Elle y reste bien après la tombée de la nuit. Les domestiques n'osent pas venir la déranger. Ils savent que le chagrin de Jane n'est pas feint. Eux-mêmes sont très touchés. Eugénia était une maîtresse un peu étrange parfois, mais bonne et juste. Ils savent que Jane suivra ses traces. Elle le leur a déjà assuré. Alors, ils la laissent en paix.

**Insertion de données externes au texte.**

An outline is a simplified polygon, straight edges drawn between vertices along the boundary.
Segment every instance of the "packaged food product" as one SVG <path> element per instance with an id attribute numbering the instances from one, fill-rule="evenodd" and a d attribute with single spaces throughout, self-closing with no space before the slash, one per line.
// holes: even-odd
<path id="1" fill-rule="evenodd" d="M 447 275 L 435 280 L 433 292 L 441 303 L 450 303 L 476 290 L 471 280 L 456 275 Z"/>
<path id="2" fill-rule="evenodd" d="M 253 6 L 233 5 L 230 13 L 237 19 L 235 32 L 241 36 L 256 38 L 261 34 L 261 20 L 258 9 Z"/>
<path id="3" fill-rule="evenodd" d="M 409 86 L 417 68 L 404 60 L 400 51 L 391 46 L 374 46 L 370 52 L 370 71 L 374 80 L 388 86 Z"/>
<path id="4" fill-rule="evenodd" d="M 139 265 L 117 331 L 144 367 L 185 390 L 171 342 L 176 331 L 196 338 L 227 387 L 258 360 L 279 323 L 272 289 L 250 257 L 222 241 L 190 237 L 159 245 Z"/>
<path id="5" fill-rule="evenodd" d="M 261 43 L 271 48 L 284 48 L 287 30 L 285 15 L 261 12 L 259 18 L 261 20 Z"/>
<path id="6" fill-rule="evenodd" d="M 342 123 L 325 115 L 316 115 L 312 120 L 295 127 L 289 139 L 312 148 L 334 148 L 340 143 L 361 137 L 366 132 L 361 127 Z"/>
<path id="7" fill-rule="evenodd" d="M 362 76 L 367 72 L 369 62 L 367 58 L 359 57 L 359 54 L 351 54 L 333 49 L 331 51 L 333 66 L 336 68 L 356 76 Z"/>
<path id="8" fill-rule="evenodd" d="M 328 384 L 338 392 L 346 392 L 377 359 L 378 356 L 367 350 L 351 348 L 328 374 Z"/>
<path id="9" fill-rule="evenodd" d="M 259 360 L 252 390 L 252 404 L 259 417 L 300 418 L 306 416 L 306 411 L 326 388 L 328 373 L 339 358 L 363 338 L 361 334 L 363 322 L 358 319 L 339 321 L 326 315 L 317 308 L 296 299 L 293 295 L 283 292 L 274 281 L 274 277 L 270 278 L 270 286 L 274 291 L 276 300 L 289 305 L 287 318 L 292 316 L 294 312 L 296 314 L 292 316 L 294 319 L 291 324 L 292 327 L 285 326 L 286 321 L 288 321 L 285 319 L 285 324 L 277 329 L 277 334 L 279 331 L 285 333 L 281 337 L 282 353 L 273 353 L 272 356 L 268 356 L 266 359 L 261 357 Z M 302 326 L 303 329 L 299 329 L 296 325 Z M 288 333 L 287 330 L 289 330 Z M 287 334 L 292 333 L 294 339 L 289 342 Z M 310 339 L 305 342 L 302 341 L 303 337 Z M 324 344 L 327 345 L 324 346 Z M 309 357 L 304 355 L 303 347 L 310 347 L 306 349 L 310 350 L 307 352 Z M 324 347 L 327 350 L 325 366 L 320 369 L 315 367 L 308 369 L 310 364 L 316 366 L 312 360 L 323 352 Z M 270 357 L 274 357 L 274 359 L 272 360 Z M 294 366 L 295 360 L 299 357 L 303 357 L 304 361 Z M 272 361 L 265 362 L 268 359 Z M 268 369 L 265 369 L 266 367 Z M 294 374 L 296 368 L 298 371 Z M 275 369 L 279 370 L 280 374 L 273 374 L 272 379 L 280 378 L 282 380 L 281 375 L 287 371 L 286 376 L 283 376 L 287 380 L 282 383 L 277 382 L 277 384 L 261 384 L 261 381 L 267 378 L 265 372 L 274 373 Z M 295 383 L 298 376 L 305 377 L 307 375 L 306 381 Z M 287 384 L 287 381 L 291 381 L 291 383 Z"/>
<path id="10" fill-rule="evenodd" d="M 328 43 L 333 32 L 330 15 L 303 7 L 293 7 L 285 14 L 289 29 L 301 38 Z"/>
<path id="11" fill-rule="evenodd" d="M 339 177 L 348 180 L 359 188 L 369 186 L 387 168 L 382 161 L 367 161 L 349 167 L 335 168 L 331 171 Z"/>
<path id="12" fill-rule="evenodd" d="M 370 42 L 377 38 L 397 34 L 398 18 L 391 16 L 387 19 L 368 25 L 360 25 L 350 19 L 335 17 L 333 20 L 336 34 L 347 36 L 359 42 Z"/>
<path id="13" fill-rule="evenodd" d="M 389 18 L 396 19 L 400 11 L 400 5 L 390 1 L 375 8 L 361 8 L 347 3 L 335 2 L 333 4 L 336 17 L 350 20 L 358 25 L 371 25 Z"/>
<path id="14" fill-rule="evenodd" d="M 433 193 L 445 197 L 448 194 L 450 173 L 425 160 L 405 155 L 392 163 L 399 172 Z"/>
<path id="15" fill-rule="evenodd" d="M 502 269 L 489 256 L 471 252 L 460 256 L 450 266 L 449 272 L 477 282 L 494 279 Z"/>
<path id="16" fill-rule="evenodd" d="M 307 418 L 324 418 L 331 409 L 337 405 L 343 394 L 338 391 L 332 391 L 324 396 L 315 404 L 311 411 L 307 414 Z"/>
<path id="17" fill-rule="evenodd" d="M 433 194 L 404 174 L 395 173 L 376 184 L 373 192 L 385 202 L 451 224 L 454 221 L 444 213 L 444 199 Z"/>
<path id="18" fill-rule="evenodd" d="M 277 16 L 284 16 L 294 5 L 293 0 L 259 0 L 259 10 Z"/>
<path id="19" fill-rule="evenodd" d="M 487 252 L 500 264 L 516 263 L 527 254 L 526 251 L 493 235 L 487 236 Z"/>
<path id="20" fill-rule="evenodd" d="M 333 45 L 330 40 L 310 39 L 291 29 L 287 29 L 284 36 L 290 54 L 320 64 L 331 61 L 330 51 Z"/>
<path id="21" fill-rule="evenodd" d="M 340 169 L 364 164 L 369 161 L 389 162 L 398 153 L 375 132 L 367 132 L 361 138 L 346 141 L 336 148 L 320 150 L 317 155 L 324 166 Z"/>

La lune illumine un ciel sans nuage, Jane se lève du fauteuil d'Eugénia et se dirige vers les portes donnant sur le jardin. Il a fait si chaud durant la journée, et cette robe, bien que très belle malgré sa sobriété, lui pèse. Elle a l'impression d'avoir une cuirasse sur le corps. Jane a besoin de s'immerger dans la fraîcheur de la nuit. Elle va jusqu'au bassin bordé d'arbres qui s'étend sur plusieurs mètres au milieu de la pelouse et se défait de sa cuirasse. Elle laisse glisser l'étoffe précieuse sur l'herbe. Contrairement à d'habitude, elle ne s'inquiète pas de la protéger. Jane espère secrètement ne plus jamais avoir à porter des vêtements de deuil. Et pourtant... Le noir, qui lui va si bien, va être son plus fidèle ami pendant au moins un an...

Elle enjambe naturellement le bord du bassin et s'immerge dans l'eau glacée. Elle se souvient des mouvements pour nager. Elle a appris enfant. Elle va jusqu'au bout du long bassin sans peine. Elle part dans l'autre direction. Puis recommence. Encore. Encore. Encore. Jusqu'à épuisement. Jusqu'à ce que son corps n'en puisse plus, comme son esprit.

Alors, debout au milieu de l'eau, elle recouvre son visage de ses mains et elle pleure. Enfin. Pas seulement pour Eugénia. Pour sa mère, Amélia Shaw. Pour son père. Pour Emma. Pour sa petite fille... pour tous ses morts.

La jeune femme ne sent pas le mouvement de l'eau autour d'elle. Elle ne prend conscience de la présence de Marcus qu'au moment où il la prend dans ses bras. Il ne dit rien. Il la soulève sans peine, puis la sort du bassin. Il laisse la robe où elle est. Il amène Jane dans le jardin d'hiver, l'enveloppe d'un plaid qu'il trouve sur une banquette, continue son chemin avec la jeune fille dans ses bras.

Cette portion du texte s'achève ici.